Sunday, July 6, 2014

Market Watch June 2014

June was a busy month with 361 CTs trading hands. Plus, a record sale price was recorded when a Jamaican CT sold for a whopping $621.
     Several big sales dominated the market square this month: comtok offered 91 CTs whereas richardigr offered 136 pieces (a new dealer we have not seen on ebay recently); cobwrightfortishe offered 20 more pieces. These serial auctions accounted for over two-thirds of the sales.
     As expected, most CTs crossed the block for less than $20 underscoring the bargains available. All told, 290 pieces sold for C money. Among these CTs were several nice Glasgow-styled squares, a few eighteenth century, dated pieces with moderate wear, and many late series pieces. Cobwrightforthishe offered a nearly complete run of KL(44) pieces cataloged between KL130 through KL150 -- most of them in excellent condition. Comtok also sold pieces in an orderly fashion, organized by shire and parish.

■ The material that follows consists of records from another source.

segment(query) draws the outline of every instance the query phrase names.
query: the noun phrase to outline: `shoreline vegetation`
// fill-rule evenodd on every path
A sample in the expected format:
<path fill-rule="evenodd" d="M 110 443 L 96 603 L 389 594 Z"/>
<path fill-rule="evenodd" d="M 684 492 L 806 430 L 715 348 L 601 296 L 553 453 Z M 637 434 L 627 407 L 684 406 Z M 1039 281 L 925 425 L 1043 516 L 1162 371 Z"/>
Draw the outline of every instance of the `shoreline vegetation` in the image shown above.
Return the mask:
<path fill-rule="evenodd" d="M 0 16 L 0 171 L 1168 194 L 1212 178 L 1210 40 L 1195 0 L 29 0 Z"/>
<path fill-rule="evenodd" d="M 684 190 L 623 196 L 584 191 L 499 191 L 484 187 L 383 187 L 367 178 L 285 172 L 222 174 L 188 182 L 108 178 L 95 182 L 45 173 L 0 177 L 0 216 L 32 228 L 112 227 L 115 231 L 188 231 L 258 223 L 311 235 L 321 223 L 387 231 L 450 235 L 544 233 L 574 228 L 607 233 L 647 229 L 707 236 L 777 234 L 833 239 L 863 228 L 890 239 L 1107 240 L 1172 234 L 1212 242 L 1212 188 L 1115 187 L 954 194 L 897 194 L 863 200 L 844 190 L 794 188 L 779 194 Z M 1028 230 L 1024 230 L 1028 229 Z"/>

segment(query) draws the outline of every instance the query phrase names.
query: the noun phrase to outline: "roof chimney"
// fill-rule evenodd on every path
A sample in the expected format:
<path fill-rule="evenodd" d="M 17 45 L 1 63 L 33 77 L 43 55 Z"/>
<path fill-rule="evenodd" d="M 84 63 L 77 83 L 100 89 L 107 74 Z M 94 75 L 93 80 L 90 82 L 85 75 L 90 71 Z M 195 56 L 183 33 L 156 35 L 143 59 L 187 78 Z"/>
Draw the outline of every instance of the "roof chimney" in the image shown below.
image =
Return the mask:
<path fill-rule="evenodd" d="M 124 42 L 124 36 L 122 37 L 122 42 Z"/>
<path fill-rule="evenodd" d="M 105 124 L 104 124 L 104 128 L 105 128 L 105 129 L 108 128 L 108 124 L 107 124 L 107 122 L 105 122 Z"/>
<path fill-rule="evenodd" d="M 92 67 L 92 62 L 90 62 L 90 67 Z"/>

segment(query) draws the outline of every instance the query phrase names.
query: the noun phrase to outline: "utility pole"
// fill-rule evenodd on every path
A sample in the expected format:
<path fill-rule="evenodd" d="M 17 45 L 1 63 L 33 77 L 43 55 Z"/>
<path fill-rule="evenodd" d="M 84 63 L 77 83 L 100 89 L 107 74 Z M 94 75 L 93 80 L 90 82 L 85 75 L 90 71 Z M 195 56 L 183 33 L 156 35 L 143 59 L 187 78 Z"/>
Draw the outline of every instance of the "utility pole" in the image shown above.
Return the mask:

Obviously, this is a rare piece that is missing from at least
ten collections and is sorely needed by three collectors.
Burzinski notes that this token comes from a small village
in the center of the island.
     Sixty more CTs sold in the B range, plus another seven were bid past the $50 mark into the BB category. At the top of the bill were four pieces that brought A and AA money.
     The top CT was a Jamaican piece from Carron Hall Church (BZ1315) offered by well-known exonumia dealer and Civil War token expert Steve Hayden. He has many CTs in his inventory, most of them from Burzinski's collection. This piece attracted 10 bidders, casting 21 bids. They were all flirting until the end, when three bidders got serious and pushed the price above $500 on the last day. The hammer of $621 is the highest CT sale price recorded since this blog has been published (no others have exceeded the $400 mark in the past 12 months). Not even the hearts can compete. Here is the link: Carron Hall CT from Jamaica.
     The second CT to bring gasps from the on-lookers sold for $365. This one, too, was a Jamaican piece (BZ6333) -- but one we have seen several times in the past year. It is the SMS oval piece that was profiled last fall in this blog. Five bidders vied for it with 18 bids deciding the final outcome. Here is the link: SMS CT from Jamaica.
     The third CT in this month's lineup was another SMS specimen. This one had been listed at a BIN price of $595 price for over six months. It finally sold at an undisclosed best-offer price. Certainly the marketplace has spoken since at least four SMS ovals have traded hands in the $300 range over the past year. Unfortunately, this specimen had a scratch across the first S which was quite obvious to even the casual eye. Still, it is a rare token.
     The fourth CT was in the A range: a Scottish piece from the island of Coll in the Inner Hebrides. It was offered by cobwrightfortishe (KL(44)144 or BZ1543), attracting five bidders who cast seven bids. As is typical, two of them battled urgently as the hammer came down to end the sale. The piece sold for $82 -- a high price for a late-series Scottish CT. Here is the link: Coll CT from Inner Hebrides.
     Of note, a Canadian round from Cornwall in Ontario (CW234-A1) crossed the block for $65 with four bidders casting twice as many bids. This is the first one of these seen in the marketplace for over a year.
     On balance, we see the usual pattern in the marketplace: many inexpensive -- but nice -- CTs selling briskly with three to five bids each, plus a few non-Scottish rarities providing the high-points. The collectors are active, and all reasonably priced CTs are finding new homes.